Ah, the freedom of the open water.
Feel the breeze coming off the Pacific Ocean or one of the Pacific Northwest’s many lakes and rivers as you put the throttle down or point the sails leeward. Or maybe it’s just you, your fishing pole, and the early morning serenity of your favorite watering hole.
Boats come in many shapes and sizes—sailboats of all kinds, high-performance speed boats, yachts, pontoons, fishing boats … the list goes on and on. And the price range is vast, from a used fishing boat for a few hundred bucks to a superyacht checking in at over a million dollars.
Whatever your pleasure, there’s a watercraft for it.

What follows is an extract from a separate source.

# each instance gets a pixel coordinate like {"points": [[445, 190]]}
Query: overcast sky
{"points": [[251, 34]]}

So, ready to buy a boat? Before your emotions get the best of you, keep in mind that owning a boat demands your full attention. It starts when you entertain the thought of buying one and continues throughout the life of your ownership.
“Owning a boat in itself is almost like a hobby,” said Laura Tryon, Lending Administration Manager at SELCO. “Hobbies are great, you have lots of fun, but you’re constantly throwing money at them. And you have to be prepared for that with a boat.”
Here are a few tips for buying and getting the most out of a boat.
When is the best time to buy?
That depends on a few factors. Do you prefer the low-pressure offseason, when sellers may be more willing to wheel and deal? Perhaps it’s more about when a third-party seller has the one you want. Or maybe you'd be inclined to take in the glitz and glam of a boat show early next year, depending on the state of the world. (Big boat expos could very well be postponed or canceled in 2021.) It really comes down to when everything lines up for your situation.
“Spring is a great time to buy because lenders and boat dealers put their best foot forward by offering special financing and giving you great deals,” Tryon said. “But for private sales, fall or winter are best because sellers don’t have as many options.”
For the boat expo-going crowd in this region, there are three big shows in Oregon—the Portland Boat Show, KEZI Eugene Boat & Sportsmen's Show, and Central Oregon Sportsmen's Show—and a really big one in Seattle.
Do your due diligence
You’re all in for buying a boat. There are a few steps you’ll need to follow before jumping in with both feet:
- Get preapproved for a loan. If you plan to secure financing, how much you qualify for will influence your decision (that $50,000 dream boat may not be in the cards). To get a loan through SELCO, financing both a boat and trailer are required. Use this handy calculator to get an idea how much you’ll pay throughout the life of a loan.
- Do your research. While researching different types of boats, keep a wish list of items for your ideal boat and make sure to read reviews of specific models. Maybe the manufacturer doesn’t even make that motor anymore, or no one seems to have the parts you’d need for upkeep. Here’s a good place to start.
- Inspect, inspect, inspect. Wow, the paint really sparkles in the sun. But what about the rest of the boat? A quick inspection will do wonders, and the most important check is the motor. Run it even if it’s into a garbage can or bucket. If you’re not sure what to look and listen for, bring along someone who does. “The motor is 90% of the boat, 90% of the cost, and 90% of what can go wrong,” Tryon said. “The rest is just window dressing.” After all, a boat isn’t much good without a functioning motor.
- Take it for a spin. The boat may be pretty, but how does it look, feel, and sound in the water? Put a boat through its paces to avoid feeling buyer’s remorse.
The boat's yours. Now what?
You’ve put a bow on your new or used boat and hauled it home. It’s time to put some gas in, get out on the water, and have some fun.
Ideally, as you got caught up in the excitement, you fully committed to your boat. There are a lot of associated costs, requirements, and maintenance that go into boat ownership. Here are a few:
- How much will this really cost? The purchase price is just the beginning. For starters, boats use a lot of gas. Then there’s insurance, which SELCO offers—most lenders (including SELCO) require insurance with any loan they finance—a trailer, storage for the offseason, licensing and registration, and permits (in Oregon, Waterway Access and Invasive Species permits are also required). All in all, annual expenses can run into the thousands of dollars.
- Safety and other requirements. In Oregon, boats must be equipped with proper safety equipment, including a fire extinguisher, sound-producing device (whistle, horn, bell), and ample personal flotation devices. All boat operators are required to have a boating license, as well.
- Regular maintenance. Much like a vehicle, your boat will love you for taking care of it. You should be able to handle some basic maintenance, but other items are best left for the professionals. Here’s a quick maintenance guide to get you started.
As you’re contemplating owning a boat, keep in mind that it’s a major purchase and treat the entire process that way. Make sure there’s room in your budget, be diligent about maintenance, and continue to learn the finer points of boating.
“A boat is definitely worth it, you just want to do your research and stay focused on what's important to you,” Tryon said.